Evidence from cave wall drawings suggests that wild mammals were kept in the company of humans as early as the Stone Age. In fact, this was probably the beginning of animal domestication. By 2500 B.C. Egyptian kings were keeping antelopes for amusement and to impress foreign visitors. Only ruling classes could afford to keep and care for exotic mammals. Queen Hatshepsut of Egypt could be credited with organizing the first mixed collection of exotic mammals. In approximately 1500 B.C., she sent collectors to Somaliland. They imported greyhounds, monkeys, leopards, cattle, and the first giraffe into captivity. In 1000 B.C., Emperor Wu Wang of China assembled the first zoological park.

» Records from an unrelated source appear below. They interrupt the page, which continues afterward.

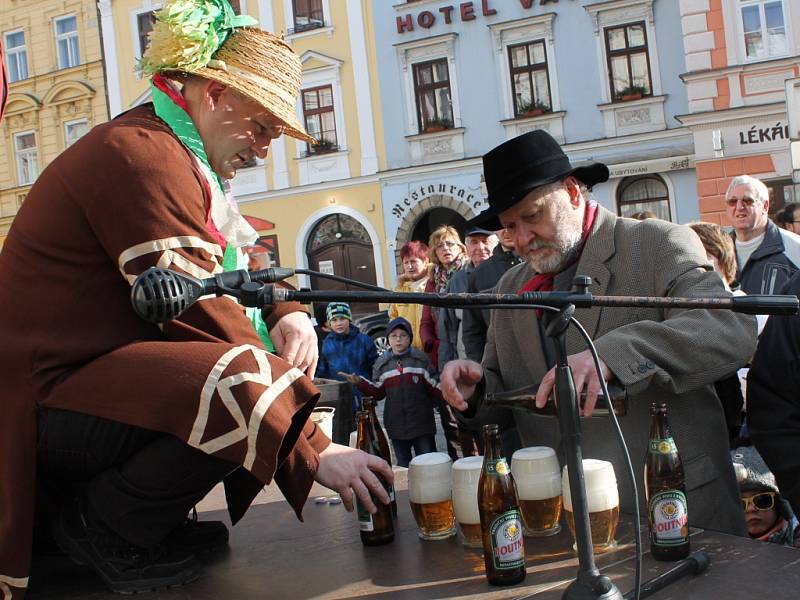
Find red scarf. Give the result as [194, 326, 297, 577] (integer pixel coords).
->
[517, 202, 597, 295]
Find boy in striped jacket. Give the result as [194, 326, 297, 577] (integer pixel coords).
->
[347, 317, 442, 467]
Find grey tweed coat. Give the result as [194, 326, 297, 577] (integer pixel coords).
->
[468, 207, 756, 535]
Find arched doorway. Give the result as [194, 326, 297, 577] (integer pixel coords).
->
[409, 207, 467, 244]
[306, 213, 378, 323]
[617, 175, 672, 221]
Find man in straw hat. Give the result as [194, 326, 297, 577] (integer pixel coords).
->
[0, 0, 392, 600]
[441, 130, 756, 535]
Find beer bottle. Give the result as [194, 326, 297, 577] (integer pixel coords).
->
[484, 384, 628, 417]
[362, 396, 397, 517]
[356, 410, 394, 546]
[478, 425, 525, 585]
[644, 402, 689, 560]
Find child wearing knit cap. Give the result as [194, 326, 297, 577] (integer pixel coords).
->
[731, 446, 800, 548]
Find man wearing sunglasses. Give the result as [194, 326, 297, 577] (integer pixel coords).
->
[731, 446, 800, 547]
[725, 175, 800, 294]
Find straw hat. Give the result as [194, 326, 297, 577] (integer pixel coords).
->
[141, 0, 315, 143]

This was a sophisticated 15,000 acre (6,070 ha) Ling-Yu or "Garden of Intelligence." It included tigers, rhinos, and rare giant pandas. Between 1000 and 400 B.C., many small zoos were created in north Africa, India, and China and domestication of mammals had become an art. These collections were mostly symbols of power and wealth, definitely not for public enjoyment. By 400 B.C. the ancient Greeks established a zoological garden in most if not all Greek cities. They used their collections for serious scientific study. Only students and scholars were allowed to visit these collections. It was at this time that Aristotle wrote The History of Animals. In this encyclopedia, he described hundreds of species of exotic vertebrates from these collections.

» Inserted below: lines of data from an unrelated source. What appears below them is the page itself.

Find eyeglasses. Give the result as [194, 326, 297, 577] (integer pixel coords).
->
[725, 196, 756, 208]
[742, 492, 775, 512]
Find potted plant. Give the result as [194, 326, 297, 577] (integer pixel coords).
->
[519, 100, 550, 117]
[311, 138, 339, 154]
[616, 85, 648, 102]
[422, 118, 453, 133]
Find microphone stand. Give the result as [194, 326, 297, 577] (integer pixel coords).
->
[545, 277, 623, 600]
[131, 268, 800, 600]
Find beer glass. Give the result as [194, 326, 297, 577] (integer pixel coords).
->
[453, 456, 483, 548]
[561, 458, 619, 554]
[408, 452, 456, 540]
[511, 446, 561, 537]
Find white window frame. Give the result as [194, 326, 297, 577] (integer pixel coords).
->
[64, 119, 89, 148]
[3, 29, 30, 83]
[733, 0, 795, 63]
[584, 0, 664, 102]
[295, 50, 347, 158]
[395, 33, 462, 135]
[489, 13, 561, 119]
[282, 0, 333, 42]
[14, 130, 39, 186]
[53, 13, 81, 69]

The Romans were perhaps the first to open exotic mammal collections to the public at large. From about 100 B.C. to A.D. 600 the Romans used these collections for scholarly study but they also used many of these animals for entertainment. Much of the entertainment consisted of cruel and bloody spectacles in public arenas, with large carnivores attacking or being attacked by men as well as other mammals. Often these were slow, agonizing and gruesome battles to the death. With the fall of the Roman Empire zoos went into a decline. Most exotic mammal collections consisted of small private menageries and traveling exhibitions.

By A.D. 1400 global exploration sparked public interest in zoos once again, with strange creatures from the New World. During this time, Hernando Cortes visited the zoo of Mon-tezuma, chief of the Aztecs. It was a huge collection and employed over 300 zookeepers. Over the next few hundred years many European zoos opened and the collections grew larger. Most of these collections consisted of individual specimens of as many species of mammals as possible. The animals were from many different countries and represented many continents. They were often called postage stamp collections. They were open to the public and attracted many visitors. Although they have been renovated and have updated their policies, some of these zoos are still open today. The oldest is the Schonbrunn Zoo in Vienna, Austria. It was built in 1752 by Emperor Franz Josef for his wife. It opened to the public in 1765. Others that still exist are the Madrid Zoo in Spain, which opened in 1775 and the Jardin des Plantes collection in Paris which opened in 1793. For comparison, the oldest zoos in the United States are the Philadelphia Zoo, which opened in 1874; the Central Park Zoo in New York, which opened in 1862; the Lincoln Park Zoo in Chicago, which opened in 1868; and the Cincinnati Zoo, which opened in 1875.